The Duchess of Sussex’s tone-deaf lifestyle show vibrates with vacuous joylessness – and is packed with useless information that will take a long, long time to remove from your head
It begins with bees. Because, yes, bees are aspirational signifiers of the good life. And yes, bees make beautiful honey for, say, stirring into a sun tea (that would be tea steeped in California sunshine for approx three to four hours) or drizzling into a “beautiful on the inside” cake (which, as far as I can make out, is a Victoria sponge.) But the Duchess of Sussex, who only started beekeeping a year ago but already has “good vibes for good hives”, also sees them as a reminder to do something that scares you a little bit. Like, say, making a tone-deaf lifestyle show in a $8m (£6.3m) Montecito farmhouse while the US and beyond goes to hell in a handcart. “I’m trying to stay in the calm of it because it’s beautiful to be this connected,” she whispers in a low tone, so as not to spook the bees.
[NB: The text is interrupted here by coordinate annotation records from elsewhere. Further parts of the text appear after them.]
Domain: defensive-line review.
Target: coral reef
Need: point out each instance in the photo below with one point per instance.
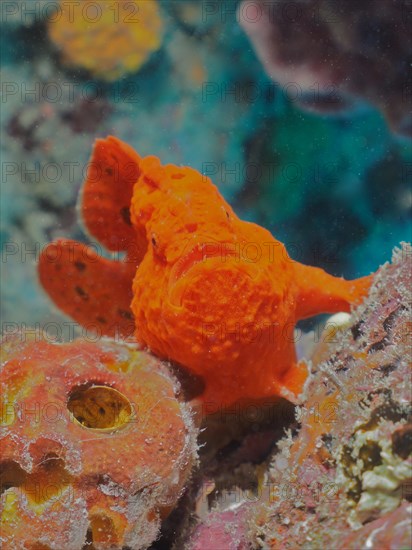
(107, 39)
(344, 480)
(337, 53)
(95, 446)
Or, indeed, her viewers, who find themselves at the deflating juncture where we can finally judge to our heart’s content the contemporary curio that is With Love, Meghan. Do we really need to though? Gazillions of words, many of them predictably hateful, have already been spewed on what it is actually about, based on the two-minute trailer alone. Is Meghan the ultimate tradwife? A domestic goddess in the wink-wink Nigella vein (if only!)? A fake flaunting her wealth? Is it a cynical money-making exercise (Netflix reportedly paid the Sussexes £78m for their overall deal)? A right-on sister who genuinely cares about diversity? An estranged royal suffering from an incurable case of earnestness? Or, as the New York Times dubbed her, is she “the millennial Martha Stewart of Montecito”?